11. Your Partner Is Manipulative

At first, you might not even realize you’re being manipulated by your partner. If it eventually becomes clear that you’re being turned into a puppet, it might be better to end the relationship and start living for yourself again—not someone who’s always being tricked into doing everything for their significant other’s benefit instead of their own.

12. You’re Longing to Be Single

At first, all you wanted was to be in a happy marriage with the white picket fence, the kids—all of it. Now years later, the only thing that’s been on your mind is the single life. If being in a committed relationship isn’t all you thought it would be, you might be longing for your old life back. And if you can’t work things out and be happy where you are, it’s not fair to you or the other person involved to stay in it.

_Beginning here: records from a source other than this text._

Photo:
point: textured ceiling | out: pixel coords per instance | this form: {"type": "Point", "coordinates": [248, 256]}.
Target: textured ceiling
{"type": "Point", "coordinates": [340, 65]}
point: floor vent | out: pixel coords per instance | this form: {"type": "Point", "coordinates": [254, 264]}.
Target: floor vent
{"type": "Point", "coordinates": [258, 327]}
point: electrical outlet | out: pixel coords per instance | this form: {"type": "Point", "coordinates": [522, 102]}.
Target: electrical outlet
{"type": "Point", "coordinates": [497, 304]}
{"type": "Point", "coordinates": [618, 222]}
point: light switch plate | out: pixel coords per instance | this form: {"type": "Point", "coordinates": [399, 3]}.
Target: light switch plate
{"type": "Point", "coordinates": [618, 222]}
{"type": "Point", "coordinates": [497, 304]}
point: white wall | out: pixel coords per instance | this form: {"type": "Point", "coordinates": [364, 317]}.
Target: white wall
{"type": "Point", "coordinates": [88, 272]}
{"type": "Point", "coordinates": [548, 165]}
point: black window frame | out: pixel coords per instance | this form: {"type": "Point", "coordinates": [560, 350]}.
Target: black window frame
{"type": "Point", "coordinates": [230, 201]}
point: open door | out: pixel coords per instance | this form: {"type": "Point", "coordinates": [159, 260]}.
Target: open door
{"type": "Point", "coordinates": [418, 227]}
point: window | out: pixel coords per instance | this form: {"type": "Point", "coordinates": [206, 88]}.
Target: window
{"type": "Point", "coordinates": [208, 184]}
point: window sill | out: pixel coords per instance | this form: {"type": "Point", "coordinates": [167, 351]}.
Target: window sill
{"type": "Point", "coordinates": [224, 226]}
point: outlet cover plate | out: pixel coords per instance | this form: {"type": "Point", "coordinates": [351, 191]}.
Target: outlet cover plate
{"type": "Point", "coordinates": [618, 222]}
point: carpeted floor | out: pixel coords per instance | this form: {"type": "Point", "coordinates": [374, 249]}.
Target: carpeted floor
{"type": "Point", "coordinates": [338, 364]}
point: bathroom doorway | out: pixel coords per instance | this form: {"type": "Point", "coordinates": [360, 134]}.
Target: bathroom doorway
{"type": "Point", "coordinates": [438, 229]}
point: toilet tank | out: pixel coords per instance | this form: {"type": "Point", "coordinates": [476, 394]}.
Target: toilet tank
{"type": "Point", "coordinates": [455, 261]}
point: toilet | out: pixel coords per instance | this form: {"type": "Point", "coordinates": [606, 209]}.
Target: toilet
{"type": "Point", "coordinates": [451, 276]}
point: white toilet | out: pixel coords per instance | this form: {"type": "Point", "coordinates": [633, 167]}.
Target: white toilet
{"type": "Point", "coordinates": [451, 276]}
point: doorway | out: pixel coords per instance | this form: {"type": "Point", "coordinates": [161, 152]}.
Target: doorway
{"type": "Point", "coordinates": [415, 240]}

13. You’re No Longer Each Other’s Priority

In the beginning, you and your partner would bend over backwards to make sure you fit into each other’s lives. After a while, if you’re no longer making an effort to make each other a priority, it’s going to be hard for your relationship to feel stable. Growing a career is important, but all those late-nights can really take a toll if you don’t put in effort to keep the romance alive in your personal life, too.

14. You Can’t Understand Each Other’s Perspectives

There’s no worse feeling than your partner not being able to see something major from your point of view or put themselves in your shoes. Sure, they might not totally agree with what you’re trying to say, but if they can’t accept your perspective, you’re probably going to spend a lot more time fighting than you’d like to.

15. You’re Doing All the Work


A long-lasting relationship requires effort from both parties. If you feel like you’re always the one who’s doing all the work—whether that’s being totally responsible for the income or doing everything around the house—you might start to resent your significant other. Sometimes talking things out can resolve the issue, but if it doesn’t and the effort continues to be one-sided, you might feel like you’d be better off on your own.